In seguito all’accordo raggiunto e firmato da USA e Talebani, il presidente americano Donald Trump ha avviato la prima riduzione parziale delle truppe presenti in Afghanistan (da 12000 a 8600), di cui è prevista la conclusione entro 135 giorni.

Secondo quanto riportato dall’ANSA, gli spostamenti militari sarebbero iniziati dalle basi militari di Lashkar Gah (il capoluogo della provincia di Helmand) e da un'altra base in provincia di Herat, rispettivamente a sud e ad est del paese.

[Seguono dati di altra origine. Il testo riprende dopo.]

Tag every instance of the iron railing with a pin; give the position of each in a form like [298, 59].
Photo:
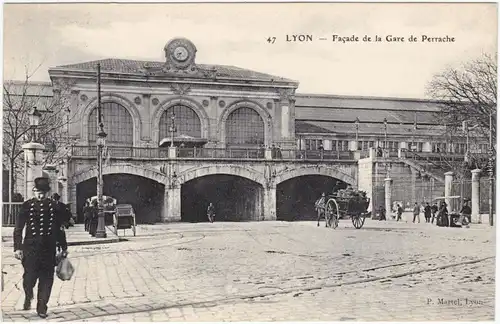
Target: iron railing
[214, 153]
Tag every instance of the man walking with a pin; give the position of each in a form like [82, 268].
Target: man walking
[400, 212]
[38, 251]
[434, 210]
[465, 214]
[416, 213]
[427, 213]
[211, 213]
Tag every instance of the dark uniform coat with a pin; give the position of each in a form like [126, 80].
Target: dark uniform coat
[43, 233]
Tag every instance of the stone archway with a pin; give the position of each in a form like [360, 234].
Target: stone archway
[111, 98]
[189, 103]
[142, 187]
[263, 113]
[235, 170]
[316, 170]
[142, 171]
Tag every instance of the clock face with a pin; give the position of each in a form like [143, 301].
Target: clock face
[181, 54]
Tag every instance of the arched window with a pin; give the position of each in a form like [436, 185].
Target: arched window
[187, 122]
[244, 127]
[117, 122]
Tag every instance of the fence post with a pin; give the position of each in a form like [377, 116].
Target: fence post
[475, 195]
[448, 181]
[388, 197]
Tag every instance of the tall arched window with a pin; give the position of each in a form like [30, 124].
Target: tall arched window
[244, 127]
[187, 122]
[118, 124]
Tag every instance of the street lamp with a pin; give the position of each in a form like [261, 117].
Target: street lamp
[101, 142]
[172, 129]
[490, 169]
[356, 123]
[34, 122]
[385, 134]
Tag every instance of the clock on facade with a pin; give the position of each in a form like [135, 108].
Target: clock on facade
[181, 53]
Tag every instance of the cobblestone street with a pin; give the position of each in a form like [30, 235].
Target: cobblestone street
[264, 271]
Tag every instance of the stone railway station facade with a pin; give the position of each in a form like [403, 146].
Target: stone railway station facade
[244, 140]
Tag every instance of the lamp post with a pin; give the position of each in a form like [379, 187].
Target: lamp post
[490, 170]
[172, 129]
[356, 123]
[385, 134]
[101, 142]
[34, 122]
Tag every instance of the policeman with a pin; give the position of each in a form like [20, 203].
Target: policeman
[38, 251]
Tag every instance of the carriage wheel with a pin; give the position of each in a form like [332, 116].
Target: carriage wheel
[358, 220]
[332, 210]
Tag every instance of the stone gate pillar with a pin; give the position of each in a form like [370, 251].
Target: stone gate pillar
[475, 195]
[33, 157]
[270, 203]
[51, 170]
[388, 197]
[448, 180]
[172, 204]
[64, 191]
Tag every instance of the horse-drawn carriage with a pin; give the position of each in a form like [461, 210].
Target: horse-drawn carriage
[343, 203]
[120, 216]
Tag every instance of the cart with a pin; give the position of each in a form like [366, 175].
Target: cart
[124, 218]
[109, 206]
[353, 204]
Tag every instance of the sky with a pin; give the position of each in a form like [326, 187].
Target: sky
[39, 36]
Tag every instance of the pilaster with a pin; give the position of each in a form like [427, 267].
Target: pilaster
[448, 180]
[146, 127]
[388, 196]
[475, 195]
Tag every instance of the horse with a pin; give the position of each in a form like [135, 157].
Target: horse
[320, 207]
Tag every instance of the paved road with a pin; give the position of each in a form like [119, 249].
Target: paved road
[266, 271]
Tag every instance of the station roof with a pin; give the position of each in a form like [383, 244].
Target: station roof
[324, 111]
[140, 67]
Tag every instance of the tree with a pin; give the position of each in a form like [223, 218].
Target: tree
[467, 96]
[19, 99]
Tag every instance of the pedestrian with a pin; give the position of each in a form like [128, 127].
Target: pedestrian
[87, 216]
[416, 213]
[382, 213]
[400, 212]
[94, 217]
[427, 213]
[434, 210]
[43, 233]
[442, 218]
[211, 213]
[465, 214]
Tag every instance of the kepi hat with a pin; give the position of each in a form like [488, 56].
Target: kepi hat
[42, 184]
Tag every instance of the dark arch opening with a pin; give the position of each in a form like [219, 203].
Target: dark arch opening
[244, 127]
[235, 198]
[295, 197]
[118, 124]
[145, 195]
[187, 122]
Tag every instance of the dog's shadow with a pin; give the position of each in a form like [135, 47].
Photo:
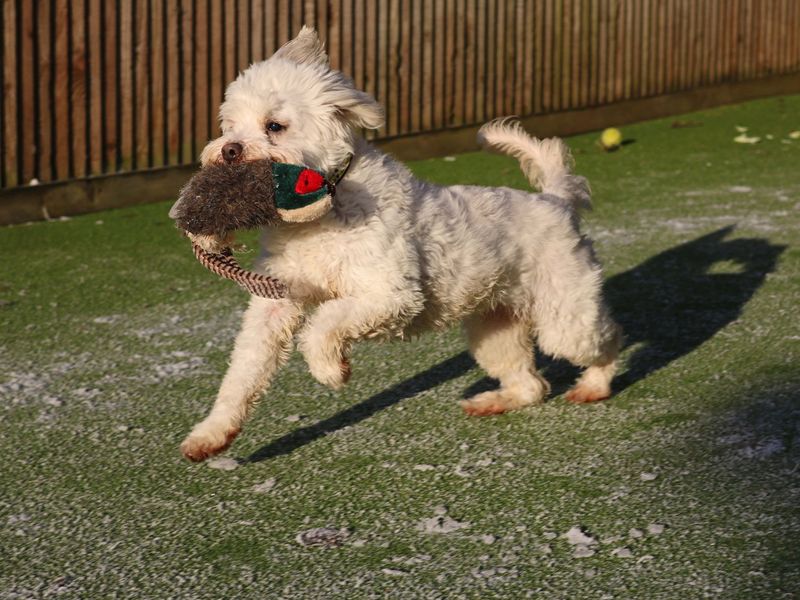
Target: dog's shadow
[668, 306]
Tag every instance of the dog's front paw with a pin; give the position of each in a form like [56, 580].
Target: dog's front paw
[326, 360]
[205, 441]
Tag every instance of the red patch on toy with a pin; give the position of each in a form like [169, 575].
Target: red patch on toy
[308, 181]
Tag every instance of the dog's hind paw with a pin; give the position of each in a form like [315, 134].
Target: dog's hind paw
[201, 445]
[583, 394]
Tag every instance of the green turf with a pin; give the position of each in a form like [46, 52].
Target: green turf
[114, 340]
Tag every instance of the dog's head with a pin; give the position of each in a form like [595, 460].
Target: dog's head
[292, 108]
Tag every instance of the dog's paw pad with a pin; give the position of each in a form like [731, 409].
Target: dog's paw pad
[585, 394]
[197, 448]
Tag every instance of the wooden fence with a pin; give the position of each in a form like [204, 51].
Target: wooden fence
[94, 87]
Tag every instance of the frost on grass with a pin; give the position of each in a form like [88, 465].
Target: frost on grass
[223, 463]
[582, 551]
[576, 535]
[441, 523]
[329, 537]
[263, 488]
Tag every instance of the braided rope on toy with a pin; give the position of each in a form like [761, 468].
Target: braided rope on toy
[226, 266]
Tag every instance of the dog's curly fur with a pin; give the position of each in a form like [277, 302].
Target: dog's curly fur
[396, 256]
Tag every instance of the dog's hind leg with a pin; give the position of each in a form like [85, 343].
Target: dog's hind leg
[595, 382]
[587, 337]
[503, 345]
[262, 346]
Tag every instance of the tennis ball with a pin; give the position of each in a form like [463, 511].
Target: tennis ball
[611, 139]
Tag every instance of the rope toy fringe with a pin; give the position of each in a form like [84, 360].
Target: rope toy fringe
[226, 266]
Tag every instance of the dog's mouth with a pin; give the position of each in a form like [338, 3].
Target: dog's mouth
[225, 198]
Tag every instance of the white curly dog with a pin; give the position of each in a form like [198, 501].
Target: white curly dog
[395, 256]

Il ritiro completo delle truppe, secondo quanto stabilito nell'accordo, dovrà essere completato entro 14 mesi.

L'accordo tra USA e i Talebani

Il dialogo per la risoluzione del conflitto in Afghanistan era stato in parte impedito dalla posizione statunitense, secondo cui i Talebani avrebbero dovuto in primis negoziare con il governo ufficiale afghano (da essi ritenuto illegittimo).

Il cambio di Politica da parte dell'amministrazione Trump, e dunque il dialogo intavolato direttamente con i Talebani, ha permesso il raggiungimento di un primo accordo in seguito ad un lungo negoziato tenutosi a Doha. Secondo tale accordo gli USA avrebbero definito le tempistiche del ritiro delle proprie truppe dal paese, mentre i Talebani si sarebbero impegnati ad interrompere i loro contatti con gruppi terroristici di matrice islamica, quale ad esempio Al Qaida, nonché a non proseguire con le violenze nel territorio.

L'accordo firmato il 29 febbraio a Doha ha aperto dunque la strada per un successivo dialogo, molto più complesso, tra i vari attori afghani.

Fonti diplomatiche hanno riferito inoltre che gli USA hanno richiesto un voto in sede del Consiglio di sicurezza dell’ONU per far sì che l’accordo venga riconosciuto tramite una risoluzione.

La bozza di risoluzione richiederebbe al governo dell'Afghanistan di intraprendere i negoziati con i Talebani specificatamente con una squadra di negoziatori inclusiva e diversificata, composta da leader politici e della società civile afghana e in cui vengano incluse anche le donne.

Gli ostacoli al dialogo interno

Nel contesto dell’incombente negoziato interno tra il governo afghano e i Talebani, preoccupano le vicissitudini che si sono verificate nelle ultime settimane nel paese, in cui si sono recentemente tenute le elezioni presidenziali.

Nonostante i risultati delle elezioni dichiarino che l'incarico di Presidente andrà a Ashraf Ghani (già Presidente dal 2014), lo sfidante Abdullah Abdullah si è autoproclamato vincitore, e dunque Presidente, rifiutando di accettare l'esito elettorale e definendolo "fraudolento".

Di conseguenza, due cerimonie inaugurali si sono tenute in due luoghi separati: al Palazzo Presidenziale (cerimonia di insediamento di Ashraf Ghani) e al Palazzo Sapedar (Abdullah Abdullah). Una crisi istituzionale di questo tipo va naturalmente a minare in modo rilevante l'unità del governo afghano, da molti ritenuta fondamentale nell'ambito dei dialoghi di pace da intraprendere con i Talebani.